Of course, civil society organizations and some independent media remain and are active. But their public support base is weak, and the international backing is not as powerful as it once was. The case of a coordinated political and media attack on ISFED, an election watchdog, demonstrated, the CSOs are vulnerable internally. In the meantime, a cohort of GONGOs has been nurtured in the background. Some have even received support from the international donors, in a vain hope of gaining a back door into the Georgian Dream’s decision-making. If – no, when – the leading CSOs are taken down one by one, there would be plenty of more “cooperative” faces to take their place.

The current top brass of the regime – Irakli Garibashvili and Irakli Kobakhidze are Mr. Ivanishvili’s factotums. Yet, it would be wrong to deny them their own agency. The two combine individual qualities that augur ill.

Mr. Garibashvili’s breakneck ambition and crusader’s animus against what he terms “radical opposition” are not checked by the democratic political considerations – he reports to the constituency of one. For the same reason, he is insensitive to international scolding. His ideology, which was clearly on display during his confirmation “hearings” by the party colleagues that now constitute Georgia’s rump Parliament is openly reactionary: imperative of order, disregard to outside opinions, state intervention in the economy, empowerment of the Church – which he, tellingly, listed among the state institutions.

Mr. Kobakhidze embodies a perverse, cynical, and pedantic understanding of the law as a punitive tool so characteristic to the post-Soviet legal profession. His inflated ego took a painful hit when he was forced to step down as Parliament speaker amid opposition protests.

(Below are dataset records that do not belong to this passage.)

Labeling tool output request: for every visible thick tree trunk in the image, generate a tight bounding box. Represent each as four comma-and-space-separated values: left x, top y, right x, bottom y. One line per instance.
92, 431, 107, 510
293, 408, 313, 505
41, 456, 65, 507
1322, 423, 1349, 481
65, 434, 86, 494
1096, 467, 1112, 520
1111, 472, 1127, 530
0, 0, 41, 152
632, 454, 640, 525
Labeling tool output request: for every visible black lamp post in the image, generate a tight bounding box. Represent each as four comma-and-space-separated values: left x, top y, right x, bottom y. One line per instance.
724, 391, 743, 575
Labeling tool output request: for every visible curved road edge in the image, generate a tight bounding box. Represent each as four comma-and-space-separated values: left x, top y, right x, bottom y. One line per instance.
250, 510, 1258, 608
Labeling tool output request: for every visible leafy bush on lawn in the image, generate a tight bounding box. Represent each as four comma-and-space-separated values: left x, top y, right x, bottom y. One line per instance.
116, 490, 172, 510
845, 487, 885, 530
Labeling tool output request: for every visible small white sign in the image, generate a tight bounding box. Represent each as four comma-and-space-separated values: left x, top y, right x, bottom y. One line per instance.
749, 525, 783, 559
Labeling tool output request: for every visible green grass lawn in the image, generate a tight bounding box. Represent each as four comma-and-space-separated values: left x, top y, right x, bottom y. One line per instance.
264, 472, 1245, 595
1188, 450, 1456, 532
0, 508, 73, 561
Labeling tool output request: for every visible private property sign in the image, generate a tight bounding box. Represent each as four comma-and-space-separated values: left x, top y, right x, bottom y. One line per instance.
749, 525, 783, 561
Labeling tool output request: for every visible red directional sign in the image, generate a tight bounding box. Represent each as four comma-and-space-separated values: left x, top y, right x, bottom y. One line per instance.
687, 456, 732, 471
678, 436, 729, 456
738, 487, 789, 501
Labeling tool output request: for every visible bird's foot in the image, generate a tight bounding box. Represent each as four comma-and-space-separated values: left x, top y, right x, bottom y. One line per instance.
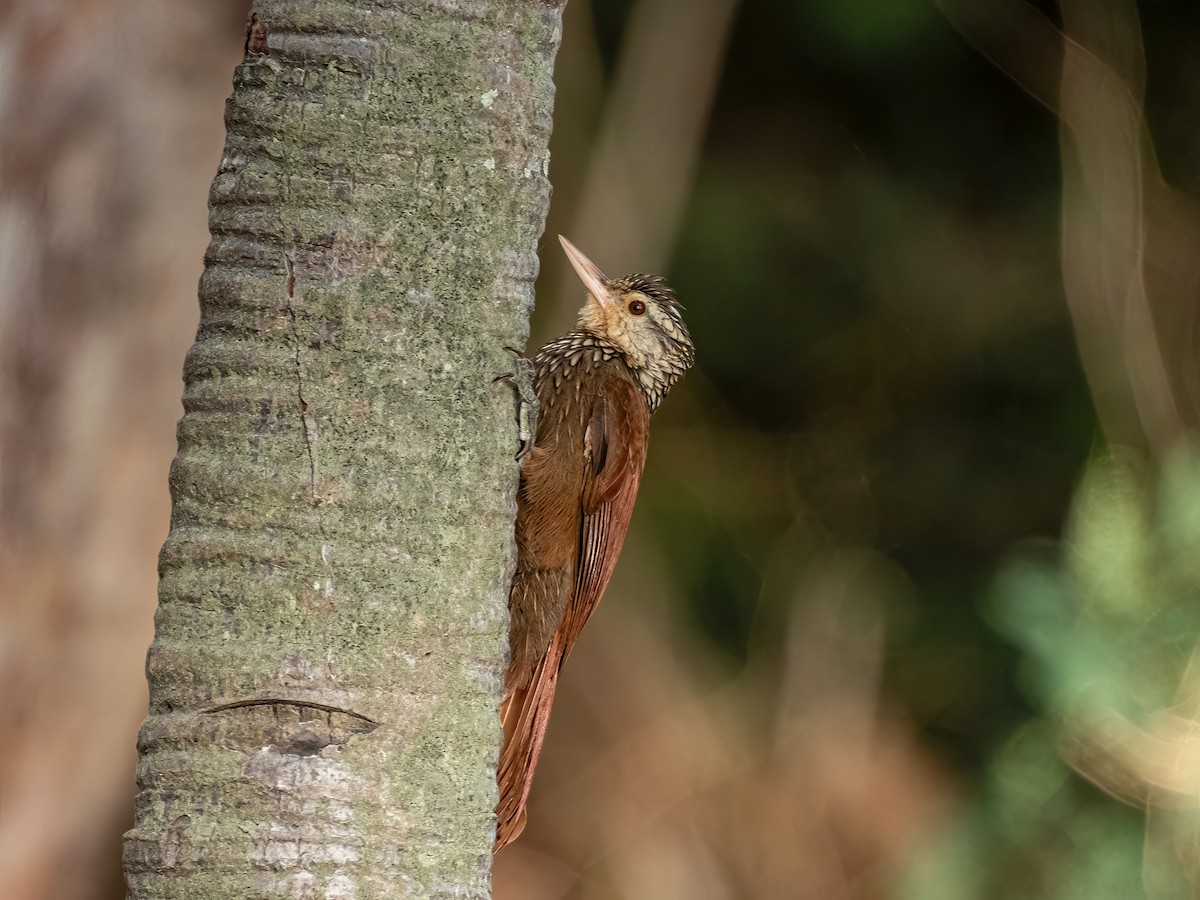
492, 347, 538, 462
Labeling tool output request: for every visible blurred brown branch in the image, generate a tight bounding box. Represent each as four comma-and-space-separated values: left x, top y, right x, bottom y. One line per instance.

Now he is back: in petty vengeance, he awarded himself the medal for constitutional order. In an Orwellian twist, he also stated that Mr. Melia “has arrested himself” today.

The combination of the two leaders that so chronically lack in statesmanship, with Mr. Ivanishvili’s brand of 1990s Russian gangster politics may prove fatal for Georgia’s future.

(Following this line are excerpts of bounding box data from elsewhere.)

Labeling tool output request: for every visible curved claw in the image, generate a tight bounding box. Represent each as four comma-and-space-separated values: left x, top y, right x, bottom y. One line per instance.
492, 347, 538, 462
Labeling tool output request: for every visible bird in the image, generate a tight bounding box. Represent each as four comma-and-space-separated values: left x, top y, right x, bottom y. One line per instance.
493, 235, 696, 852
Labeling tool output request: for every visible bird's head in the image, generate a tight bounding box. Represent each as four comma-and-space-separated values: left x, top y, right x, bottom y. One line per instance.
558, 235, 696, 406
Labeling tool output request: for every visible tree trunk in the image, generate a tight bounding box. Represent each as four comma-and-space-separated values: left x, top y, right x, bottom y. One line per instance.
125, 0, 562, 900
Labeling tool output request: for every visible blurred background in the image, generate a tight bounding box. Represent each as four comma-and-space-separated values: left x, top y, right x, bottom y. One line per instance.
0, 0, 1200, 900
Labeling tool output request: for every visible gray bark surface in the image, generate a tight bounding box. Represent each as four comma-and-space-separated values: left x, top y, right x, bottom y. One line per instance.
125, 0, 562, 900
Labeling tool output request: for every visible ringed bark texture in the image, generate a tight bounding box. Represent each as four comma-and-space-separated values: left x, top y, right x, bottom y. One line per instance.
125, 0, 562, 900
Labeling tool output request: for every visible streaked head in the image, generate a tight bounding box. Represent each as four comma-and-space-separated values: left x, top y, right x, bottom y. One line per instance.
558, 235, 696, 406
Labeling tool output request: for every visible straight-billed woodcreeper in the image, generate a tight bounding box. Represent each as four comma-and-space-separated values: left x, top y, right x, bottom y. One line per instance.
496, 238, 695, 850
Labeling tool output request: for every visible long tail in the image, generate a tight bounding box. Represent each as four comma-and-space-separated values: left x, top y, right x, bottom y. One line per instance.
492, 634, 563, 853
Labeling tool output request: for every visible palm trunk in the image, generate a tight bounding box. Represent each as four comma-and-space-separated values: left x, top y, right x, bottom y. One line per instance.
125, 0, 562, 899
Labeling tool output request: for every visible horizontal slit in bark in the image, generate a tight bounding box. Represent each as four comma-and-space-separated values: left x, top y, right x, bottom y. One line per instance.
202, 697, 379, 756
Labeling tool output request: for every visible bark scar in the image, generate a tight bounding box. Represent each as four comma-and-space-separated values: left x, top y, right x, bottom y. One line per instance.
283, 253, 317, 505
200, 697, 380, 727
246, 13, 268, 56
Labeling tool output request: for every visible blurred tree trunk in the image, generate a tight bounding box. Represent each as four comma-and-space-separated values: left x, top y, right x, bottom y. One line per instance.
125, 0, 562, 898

None of this justifies the opposition’s own failings: less than full-hearted support to democratic norms, its penchant for brinkmanship and empty showmanship, and its suicide-pact of boycotting the parliament after an impressive showing. This is not the opposition Georgia needs, but this is the opposition that Georgia has. The continued ability of the opposition to exercise free speech, to hold the government to account is paramount for the continuity of Georgia’s democratic statehood.

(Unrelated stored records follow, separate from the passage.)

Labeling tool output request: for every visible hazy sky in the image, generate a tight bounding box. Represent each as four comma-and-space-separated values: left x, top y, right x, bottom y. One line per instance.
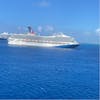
0, 0, 100, 43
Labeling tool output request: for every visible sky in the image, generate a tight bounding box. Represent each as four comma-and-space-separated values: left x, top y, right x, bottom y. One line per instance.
0, 0, 100, 43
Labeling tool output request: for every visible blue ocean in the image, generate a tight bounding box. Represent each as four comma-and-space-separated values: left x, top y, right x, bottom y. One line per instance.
0, 40, 99, 99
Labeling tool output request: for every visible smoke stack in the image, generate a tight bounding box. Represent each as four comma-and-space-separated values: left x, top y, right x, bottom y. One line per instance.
28, 26, 35, 34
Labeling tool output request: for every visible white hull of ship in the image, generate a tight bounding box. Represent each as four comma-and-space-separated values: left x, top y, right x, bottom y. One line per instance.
8, 40, 79, 47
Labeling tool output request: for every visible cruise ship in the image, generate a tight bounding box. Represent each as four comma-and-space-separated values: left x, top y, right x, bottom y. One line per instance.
0, 32, 11, 40
8, 27, 79, 48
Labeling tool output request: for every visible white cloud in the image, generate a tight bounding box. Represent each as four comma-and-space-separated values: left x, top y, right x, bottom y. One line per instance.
33, 0, 50, 7
96, 28, 100, 34
37, 26, 43, 32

Georgia’s friends must understand – this is not a crisis that can be “defused.” The fuses have burnt a long time ago. Georgia is now descending into authoritarianism. It is certainly important to try and prevent further violence, but the lack of violence in itself won’t slow or stop this slide.

Still, in contrast with Russia, or even Ukraine, Georgia is now so closely linked to one man and his wealth, that targeted, personal sanctions can and will work. And the earlier, the better.

It is also clear, that the Georgian Dream has cheated its own voters. The two leaders that led the party into elections – Mr. Ivanishvili and Mr. Gakharia – are now – officially – gone. In many a parliamentary system, the fall of the cabinet is sufficient for triggering snap elections. Georgian citizens deserve to be asked, whether they back Mr. Garibashvili’s declared, and enacted course.